How to talk about money in relationships
While we are more accepting of attaching love and romance to chocolates and roses, and even illustrious holidays, very few people are comfortable discussing how these romantic gestures are made possible. However, cash is king, yes, even in relationships, (and arguably) especially in relationships. But however unromantic, having conversations about how you manage your cash is important.
Relationship experts say money worries are the most common reason for relationship difficulties and tackling the topic early on avoids the potential for resentments to emerge later and lead to more destructive arguments.
You can start with more easy-going questions like asking if your partner is a spender or a saver, or what they dream of achieving with their money. The more you make talking about money a habit, it won’t be difficult to bring it up later when certain issues come up. Financial intimacy is a very important part of any relationship and in creating a financial life together. Some key elements for building financial intimacy include flexibility, inclusivity, equality, transparency, and sustainability.
Life changes, and so does our financial situations, so don’t be afraid to change if the financial plan doesn’t work anymore or your circumstances change. Additionally, you should be able to share information about your finances with your partner openly, and you should have an equal voice (and power) in financial decisions. Last but not least, you and your partner must come up with a long-term financial plan.
Here are some easy steps to take to make the process of talking about money in relationships much easier.
Acknowledge the discomfort and give some advance notice
It’s not easy to talk casually and naturally about things like your debt history or being raised in an unstable economic environment. You have to put in the effort. Acknowledge that this might involve stumbling through some awkward moments and tactfully ease into this process. Give your significant other some time to ready themselves for the conversation. To ensure your partner doesn’t feel put on the spot when the time comes, be clear about what you’re asking when you first introduce the idea.
Exercise some tact
While it is okay and often recommended to talk about who will pay for what in a relationship, it is definitely not okay to pry. It is always best to start with the small stuff like dinner and parking, laying the groundwork for deeper conversations of rent and groceries later. Being cognizant of time and space is especially important when it comes to talking about money in relationships. Also, gauge how far your partner is willing to go at a certain stage in the relationship. Slow and steady wins the race here. If your partner is not yet ready to discuss their credit score and student loan debt yet, read the room.

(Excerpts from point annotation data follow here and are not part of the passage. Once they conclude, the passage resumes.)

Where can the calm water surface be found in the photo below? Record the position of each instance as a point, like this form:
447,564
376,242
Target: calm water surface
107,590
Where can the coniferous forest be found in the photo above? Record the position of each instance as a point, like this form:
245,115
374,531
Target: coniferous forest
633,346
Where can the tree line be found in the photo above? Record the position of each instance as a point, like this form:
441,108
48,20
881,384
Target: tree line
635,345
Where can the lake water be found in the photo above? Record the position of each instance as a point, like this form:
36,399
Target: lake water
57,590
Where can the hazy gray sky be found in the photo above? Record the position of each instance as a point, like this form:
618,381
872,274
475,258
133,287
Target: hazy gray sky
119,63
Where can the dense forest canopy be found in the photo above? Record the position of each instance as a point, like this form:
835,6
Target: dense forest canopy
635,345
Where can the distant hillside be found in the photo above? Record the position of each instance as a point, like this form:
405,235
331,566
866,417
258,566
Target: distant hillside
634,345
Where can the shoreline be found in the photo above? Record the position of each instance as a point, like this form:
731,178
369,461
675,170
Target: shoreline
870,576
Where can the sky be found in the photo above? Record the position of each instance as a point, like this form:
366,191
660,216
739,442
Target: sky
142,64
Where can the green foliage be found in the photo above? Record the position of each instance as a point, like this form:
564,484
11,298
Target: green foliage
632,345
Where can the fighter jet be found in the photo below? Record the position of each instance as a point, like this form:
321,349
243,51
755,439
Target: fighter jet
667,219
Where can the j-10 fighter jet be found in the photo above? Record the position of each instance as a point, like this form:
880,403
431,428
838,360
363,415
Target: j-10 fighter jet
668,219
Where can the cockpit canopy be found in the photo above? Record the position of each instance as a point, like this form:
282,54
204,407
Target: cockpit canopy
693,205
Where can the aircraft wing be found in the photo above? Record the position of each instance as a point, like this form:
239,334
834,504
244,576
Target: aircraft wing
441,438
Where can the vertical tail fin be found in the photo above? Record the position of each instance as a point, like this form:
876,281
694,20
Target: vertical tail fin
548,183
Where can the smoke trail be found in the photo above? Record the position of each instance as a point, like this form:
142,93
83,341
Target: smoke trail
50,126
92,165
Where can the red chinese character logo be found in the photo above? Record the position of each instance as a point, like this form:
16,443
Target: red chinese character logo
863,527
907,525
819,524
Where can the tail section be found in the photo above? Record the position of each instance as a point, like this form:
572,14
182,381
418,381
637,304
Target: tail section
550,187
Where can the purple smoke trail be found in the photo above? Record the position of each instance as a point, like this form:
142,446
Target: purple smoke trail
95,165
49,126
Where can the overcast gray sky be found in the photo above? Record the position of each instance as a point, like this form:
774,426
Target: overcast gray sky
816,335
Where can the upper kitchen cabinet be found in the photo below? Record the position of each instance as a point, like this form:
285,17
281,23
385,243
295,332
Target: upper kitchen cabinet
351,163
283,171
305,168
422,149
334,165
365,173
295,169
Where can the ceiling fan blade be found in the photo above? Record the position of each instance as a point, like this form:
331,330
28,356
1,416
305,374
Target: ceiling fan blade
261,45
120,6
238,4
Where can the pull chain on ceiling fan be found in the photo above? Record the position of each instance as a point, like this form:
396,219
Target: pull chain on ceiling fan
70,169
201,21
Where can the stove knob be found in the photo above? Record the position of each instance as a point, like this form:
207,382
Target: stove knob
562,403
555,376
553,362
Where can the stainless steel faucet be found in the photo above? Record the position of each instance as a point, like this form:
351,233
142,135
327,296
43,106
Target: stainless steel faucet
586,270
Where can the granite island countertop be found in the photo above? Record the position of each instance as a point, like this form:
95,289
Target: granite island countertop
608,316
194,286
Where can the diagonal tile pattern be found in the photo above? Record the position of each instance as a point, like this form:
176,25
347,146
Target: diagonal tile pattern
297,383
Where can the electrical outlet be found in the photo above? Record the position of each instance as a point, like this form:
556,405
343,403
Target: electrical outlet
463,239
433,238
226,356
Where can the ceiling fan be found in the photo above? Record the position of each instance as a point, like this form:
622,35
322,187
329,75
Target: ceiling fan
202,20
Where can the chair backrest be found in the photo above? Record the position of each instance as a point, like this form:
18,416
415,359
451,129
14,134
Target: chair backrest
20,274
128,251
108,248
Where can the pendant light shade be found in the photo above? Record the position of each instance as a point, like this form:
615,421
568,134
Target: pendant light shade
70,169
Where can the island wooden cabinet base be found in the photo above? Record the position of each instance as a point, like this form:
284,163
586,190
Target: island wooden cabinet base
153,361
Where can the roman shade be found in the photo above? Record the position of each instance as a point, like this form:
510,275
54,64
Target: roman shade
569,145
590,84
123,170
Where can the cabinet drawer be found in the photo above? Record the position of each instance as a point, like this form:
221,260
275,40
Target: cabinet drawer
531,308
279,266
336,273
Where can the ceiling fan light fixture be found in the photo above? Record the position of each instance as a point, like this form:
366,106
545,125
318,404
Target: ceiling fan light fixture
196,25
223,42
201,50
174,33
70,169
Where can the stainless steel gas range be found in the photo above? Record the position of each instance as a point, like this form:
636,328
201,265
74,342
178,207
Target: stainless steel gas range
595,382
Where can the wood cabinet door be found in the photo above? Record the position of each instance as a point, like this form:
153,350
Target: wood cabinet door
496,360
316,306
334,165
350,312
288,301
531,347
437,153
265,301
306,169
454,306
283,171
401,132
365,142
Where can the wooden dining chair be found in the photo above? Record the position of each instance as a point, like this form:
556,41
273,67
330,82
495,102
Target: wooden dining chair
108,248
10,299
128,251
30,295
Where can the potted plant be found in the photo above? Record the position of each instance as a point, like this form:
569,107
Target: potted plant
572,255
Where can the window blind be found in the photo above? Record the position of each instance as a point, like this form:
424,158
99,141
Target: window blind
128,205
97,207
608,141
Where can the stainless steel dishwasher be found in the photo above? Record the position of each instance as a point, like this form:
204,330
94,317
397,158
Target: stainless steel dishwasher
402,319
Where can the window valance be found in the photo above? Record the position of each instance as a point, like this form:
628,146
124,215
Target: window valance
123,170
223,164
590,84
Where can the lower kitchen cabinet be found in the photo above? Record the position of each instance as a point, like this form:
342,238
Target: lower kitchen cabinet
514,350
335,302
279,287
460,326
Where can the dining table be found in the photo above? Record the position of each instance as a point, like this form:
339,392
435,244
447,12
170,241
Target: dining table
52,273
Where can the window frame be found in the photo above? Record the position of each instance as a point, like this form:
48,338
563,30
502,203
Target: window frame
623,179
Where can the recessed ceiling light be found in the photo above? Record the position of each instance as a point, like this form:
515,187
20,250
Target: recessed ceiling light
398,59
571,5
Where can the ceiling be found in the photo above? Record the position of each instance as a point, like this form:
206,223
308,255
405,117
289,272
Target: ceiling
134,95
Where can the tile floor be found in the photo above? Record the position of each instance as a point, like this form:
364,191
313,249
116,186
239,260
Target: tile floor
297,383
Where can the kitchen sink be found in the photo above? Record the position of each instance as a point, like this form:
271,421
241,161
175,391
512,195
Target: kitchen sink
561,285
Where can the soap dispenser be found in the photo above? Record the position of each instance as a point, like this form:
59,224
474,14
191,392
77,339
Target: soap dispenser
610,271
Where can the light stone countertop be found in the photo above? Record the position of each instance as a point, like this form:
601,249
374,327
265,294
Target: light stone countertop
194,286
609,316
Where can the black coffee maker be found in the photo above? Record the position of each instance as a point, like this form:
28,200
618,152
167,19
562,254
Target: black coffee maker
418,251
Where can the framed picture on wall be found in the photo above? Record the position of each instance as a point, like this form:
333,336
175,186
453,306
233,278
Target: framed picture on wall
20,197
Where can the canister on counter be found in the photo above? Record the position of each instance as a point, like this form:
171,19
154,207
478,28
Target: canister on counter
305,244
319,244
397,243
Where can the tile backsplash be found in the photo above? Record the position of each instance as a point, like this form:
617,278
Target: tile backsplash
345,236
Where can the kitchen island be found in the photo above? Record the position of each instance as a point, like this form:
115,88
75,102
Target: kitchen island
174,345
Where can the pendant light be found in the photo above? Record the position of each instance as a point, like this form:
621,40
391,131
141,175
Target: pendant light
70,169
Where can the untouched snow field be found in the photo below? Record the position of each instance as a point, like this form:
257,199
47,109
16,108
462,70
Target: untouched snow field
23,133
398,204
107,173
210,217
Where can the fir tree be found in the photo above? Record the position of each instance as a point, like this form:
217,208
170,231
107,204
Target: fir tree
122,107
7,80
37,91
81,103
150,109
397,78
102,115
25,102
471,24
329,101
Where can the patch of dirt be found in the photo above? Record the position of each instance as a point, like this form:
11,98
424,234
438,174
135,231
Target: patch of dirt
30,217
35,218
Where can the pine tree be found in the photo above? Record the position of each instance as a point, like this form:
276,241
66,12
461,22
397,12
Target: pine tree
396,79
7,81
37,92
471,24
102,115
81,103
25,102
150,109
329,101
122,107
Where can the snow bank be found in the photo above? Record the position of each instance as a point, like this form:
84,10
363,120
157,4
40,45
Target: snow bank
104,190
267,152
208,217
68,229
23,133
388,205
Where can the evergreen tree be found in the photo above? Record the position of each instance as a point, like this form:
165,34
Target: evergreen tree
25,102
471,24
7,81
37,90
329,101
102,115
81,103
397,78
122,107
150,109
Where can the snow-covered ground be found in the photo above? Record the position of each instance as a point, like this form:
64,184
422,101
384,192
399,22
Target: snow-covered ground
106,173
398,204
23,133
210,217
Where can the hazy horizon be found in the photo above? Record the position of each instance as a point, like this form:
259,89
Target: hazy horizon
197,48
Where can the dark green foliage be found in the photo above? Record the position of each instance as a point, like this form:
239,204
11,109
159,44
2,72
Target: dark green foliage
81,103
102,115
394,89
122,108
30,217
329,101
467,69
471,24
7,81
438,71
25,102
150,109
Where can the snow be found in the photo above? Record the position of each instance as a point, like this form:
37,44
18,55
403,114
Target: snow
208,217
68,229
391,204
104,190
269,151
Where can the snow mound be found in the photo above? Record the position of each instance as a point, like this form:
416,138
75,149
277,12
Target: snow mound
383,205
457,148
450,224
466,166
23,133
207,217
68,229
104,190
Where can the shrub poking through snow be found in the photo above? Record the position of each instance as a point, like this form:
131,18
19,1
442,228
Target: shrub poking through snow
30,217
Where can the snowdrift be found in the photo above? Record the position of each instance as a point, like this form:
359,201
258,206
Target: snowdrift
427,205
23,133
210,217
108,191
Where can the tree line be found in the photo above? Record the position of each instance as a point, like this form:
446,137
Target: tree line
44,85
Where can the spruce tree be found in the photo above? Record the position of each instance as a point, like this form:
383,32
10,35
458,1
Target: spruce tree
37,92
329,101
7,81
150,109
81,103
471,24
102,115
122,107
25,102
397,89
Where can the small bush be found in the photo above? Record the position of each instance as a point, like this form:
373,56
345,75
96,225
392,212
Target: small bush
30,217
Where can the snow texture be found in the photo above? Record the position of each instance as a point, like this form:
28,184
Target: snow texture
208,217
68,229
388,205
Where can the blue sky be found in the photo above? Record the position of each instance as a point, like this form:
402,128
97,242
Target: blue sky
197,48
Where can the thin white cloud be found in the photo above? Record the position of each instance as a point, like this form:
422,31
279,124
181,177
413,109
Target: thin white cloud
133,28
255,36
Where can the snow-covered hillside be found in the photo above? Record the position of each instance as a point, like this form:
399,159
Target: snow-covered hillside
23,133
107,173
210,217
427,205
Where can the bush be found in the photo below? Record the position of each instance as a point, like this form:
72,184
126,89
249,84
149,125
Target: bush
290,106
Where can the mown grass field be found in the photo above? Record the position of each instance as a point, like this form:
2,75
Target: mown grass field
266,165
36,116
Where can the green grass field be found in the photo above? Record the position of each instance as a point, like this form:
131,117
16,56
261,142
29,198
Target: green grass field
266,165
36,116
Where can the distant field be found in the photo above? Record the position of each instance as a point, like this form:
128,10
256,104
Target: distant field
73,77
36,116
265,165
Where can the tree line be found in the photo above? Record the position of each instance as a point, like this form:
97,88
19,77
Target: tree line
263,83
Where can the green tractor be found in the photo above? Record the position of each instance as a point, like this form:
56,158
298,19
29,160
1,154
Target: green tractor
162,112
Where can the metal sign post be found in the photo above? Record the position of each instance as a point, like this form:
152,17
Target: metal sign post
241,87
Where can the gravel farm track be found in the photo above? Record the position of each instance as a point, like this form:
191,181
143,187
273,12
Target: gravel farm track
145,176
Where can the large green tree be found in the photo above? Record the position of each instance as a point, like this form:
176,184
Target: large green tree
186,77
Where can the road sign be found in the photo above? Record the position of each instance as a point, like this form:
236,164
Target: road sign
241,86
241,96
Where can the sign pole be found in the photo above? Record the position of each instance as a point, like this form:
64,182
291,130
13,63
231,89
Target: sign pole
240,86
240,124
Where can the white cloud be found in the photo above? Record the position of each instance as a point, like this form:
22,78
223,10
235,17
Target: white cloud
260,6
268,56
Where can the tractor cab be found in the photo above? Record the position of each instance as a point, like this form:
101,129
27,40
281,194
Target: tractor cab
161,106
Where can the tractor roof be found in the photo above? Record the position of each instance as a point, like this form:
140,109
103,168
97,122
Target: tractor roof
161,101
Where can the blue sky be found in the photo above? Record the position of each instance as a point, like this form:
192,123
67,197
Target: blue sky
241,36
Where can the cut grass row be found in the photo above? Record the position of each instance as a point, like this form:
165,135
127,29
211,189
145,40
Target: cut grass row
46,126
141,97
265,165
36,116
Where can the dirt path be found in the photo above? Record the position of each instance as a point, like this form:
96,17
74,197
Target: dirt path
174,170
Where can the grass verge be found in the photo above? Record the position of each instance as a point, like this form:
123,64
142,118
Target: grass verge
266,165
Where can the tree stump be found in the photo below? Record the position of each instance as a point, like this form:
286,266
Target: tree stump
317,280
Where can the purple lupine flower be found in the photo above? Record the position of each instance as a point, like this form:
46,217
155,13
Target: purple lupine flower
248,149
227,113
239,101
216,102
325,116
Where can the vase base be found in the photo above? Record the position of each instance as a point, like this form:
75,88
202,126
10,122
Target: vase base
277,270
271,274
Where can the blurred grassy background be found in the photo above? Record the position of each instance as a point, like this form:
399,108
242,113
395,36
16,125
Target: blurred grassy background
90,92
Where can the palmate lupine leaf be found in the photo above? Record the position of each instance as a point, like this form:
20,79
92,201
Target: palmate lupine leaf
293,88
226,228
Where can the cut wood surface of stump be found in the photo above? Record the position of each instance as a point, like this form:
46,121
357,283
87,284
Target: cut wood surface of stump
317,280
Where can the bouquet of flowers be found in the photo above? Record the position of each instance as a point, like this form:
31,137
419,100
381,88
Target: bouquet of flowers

Identify your shared values
While most people are aware of the strain that money issues can have on a relationship, often the cracks are linked to your individual and/or shared values which money habits form a part of. For example, your boo might be a sucker the best discounts in town, and you may prefer the finer things in life, but if you’re going to be sharing your expenses, you’re going to need to find a middle ground. Find out if you have any shared values and dreams, like for instance as well as how will money help you reach those goals?
Don’t try to solve everything & don’t impose your money ways on the other person
Our childhood memories of money management around the household are often the root cause of the bulk of our financial troubles. Also, life happens, and major financial changes may happen for either party in the relationship. One of you might lose a job, change jobs, forcing a geographical move or you might even need to start taking care of a family member. These things happen and the solutions to are not always clear cut. The point is to understand them, not come up with an action plan. To avoid running the risk of feeling stifled and stampeded upon, which could lead to resentment in the relationship, we have to learn to offer one another a lot of autonomy and space.
Make it a habit.
Regular money check-ins give you a defined forum for discussion, so issues won’t fester or appear suddenly when you’re grumpy after work or mad that you’ve paid for groceries twice. Considering that financial situations fluctuate all the time, you both get the chance to evaluate what’s working and adapt to changes.
Founder and Debt Counsellor at National Debt Advisors Sebastien Alexanderson said not being completely honest about finances is a common thread in most relationships. He said the truth is most couples don’t often discuss debt and finances because it’s hard to get a conversation started.
“Everyone has a different attitude towards money. Perhaps you save your pennies and are always cautious. Or you might feel that money is there for you to spend and that you cannot take it with you. We all come from different backgrounds and have different opinions about money. What matters is how we manage these differences,” Alexanderson said.